Does Length Matter


This chart shows the effect of rod length on piston acceleration.  The higher the ratio, the lower the acceleration.

More critical for a naturally aspirated engine, the slower acceleration around TDC on the exhaust and intake strokes improves volumetric efficiency at higher rpms.  A rod:stroke ratio of 1.7:1 or higher is a good general starting point for a performance engine.  1000cc sportbike engines tend to be around 1.9:1 to 2.0:1 and typically have a redline around 13k rpms.  600cc sportbikes use a ratio around 2.1:1 to 2.2:1 and redline around 15k-16k rpms.  From what I’ve researched, the 2009 Toyota F1 engine had a ratio of 2.72:1!  The F1 engines were limited to 18k rpms during that period, but it is pretty widely known those F1 engines would rev well into 20k rpms if unrestricted.  With these extremely high performance naturally aspirated engines, the longer rod:stroke ratio is very important to making power because the piston spends so little time around TDC due to the extremely high revs; so anything that can be done to improve dwell time benefits performance.

FI engines rev as high as 20,000 rpm.  They have really big rod to stroke length ratios.

What are the downsides?  A longer conrod weighs a little more but that increase in mass may be able to be offset by a reduction in piston mass.  The longer rod also results in a little higher piston acceleration at the middle of the stroke, but by then the combustion pressure is greatly reduced resulting in very minimal wear increase or stress if any at all.

The Toyota F1 engine revved to 18,000 rpm and had a 2.72:1 rod ratio!

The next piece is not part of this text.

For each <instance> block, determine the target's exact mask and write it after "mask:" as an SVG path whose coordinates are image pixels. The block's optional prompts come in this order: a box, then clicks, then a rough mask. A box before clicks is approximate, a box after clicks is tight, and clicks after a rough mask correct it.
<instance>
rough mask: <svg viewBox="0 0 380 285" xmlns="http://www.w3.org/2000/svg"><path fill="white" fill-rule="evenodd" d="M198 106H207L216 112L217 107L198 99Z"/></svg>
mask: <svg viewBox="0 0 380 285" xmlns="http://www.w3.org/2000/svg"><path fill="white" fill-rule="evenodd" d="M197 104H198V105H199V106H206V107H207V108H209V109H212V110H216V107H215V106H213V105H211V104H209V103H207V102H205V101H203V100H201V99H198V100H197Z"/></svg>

So this longer rod, higher rod:stroke ratio seems awesome.  Why aren’t all engines built this way?  Well, not all engines are race engines that only operate in the upper rpm range.  The lower piston acceleration that benefits volumetric efficiency at higher rpms can hurt it at lower rpms.  The port velocity can become too low in the lower rpm range reducing exhaust scavenging effects thereby hurting volumetric efficiency resulting in gutless bottom end torque.  This does not make for a very good daily driver stuck in stop and go traffic.  As the saying goes, there’s no free lunch!  Also, just like when designing intake manifolds, exhaust manifolds, and cams, optimizing for one part of the rev band generally hurts the opposite end.  But what we learned is that the rod:stroke ratio is another variable that can be optimized to improve performance.

When modifying production engines to run longer rods, it is often necessary to cut the piston pin bore into the oil ring.  Some people say that this increases oil consumption and speeds ring wear but we have found this not to be the case on our engines.  Look for future MotoIQ engine build articles with long rods!



  1. I know one F1 engine manufacturer with a ratio of 3.2 and the connecting rod weighs 2 gram less than a clearly shorter connecting rod of a competitor.

    1. The current 1.6L turbo era? I’m curious if one did better fatigue life calculations than the other, allowing them to go lighter.

  2. No, both are from the V8 era?  If you are interested in getting more information, where can I contact you? I don’t want to post such information online.